My take: Abnormal perianal tracts on MRE in asymptomatic patients indicate an increased risk of developing clinically-significant perianal disease –though most do not.

More on COVID19:

  • No children with IBD have been reported thus far from ESPGHAN which includes a 100 sites (mainly Europe) (as of March 10th); to report cases: ESPGHAN COVID19 Case Report Page
  • There is some discussion that biologic therapy for IBD may have some protective effects

 

 

ADMIRE Study: Use of Stem Cell Therapy for Complex Perianal Fistulas in Crohn’s Disease

A recent phase 3 randomized, double-blind, placebo-controlled study (J Panes et al. Gastroenterol 2018; 154: 1334-42) examined the use of stem cell therapy for the treatment of complex perianal fistulas in Crohn’s disease (CD).

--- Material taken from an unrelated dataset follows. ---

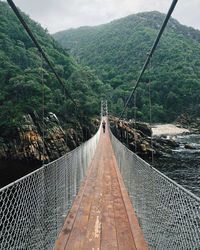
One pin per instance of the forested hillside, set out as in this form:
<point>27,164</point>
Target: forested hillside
<point>21,77</point>
<point>117,51</point>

They used a single local injection of 120 million Cx601, a suspension of allogeneic expanded adipose-derived stem cells, and compared to a placebo injection.  This study comprised 212 patients from 49 centers. The primary endpoint, labelled “combined remission,” was based on absence of draining fistulas and MRI findings.

Key Findings:

  • As noted in Figure 1 (below), combined remission occurred in 51.5% of Cx601-Rx patients compared with 35.6% for placebo at week 24; at week 52, combined remission occurred in 56.3% of Cx601-Rx patients compared with 38.6%

My take: This local therapy improved outcomes for 1 year after a single injection and appears promising for refractory perianal fistulas.  It may help avoid surgery or systemic immunosuppression.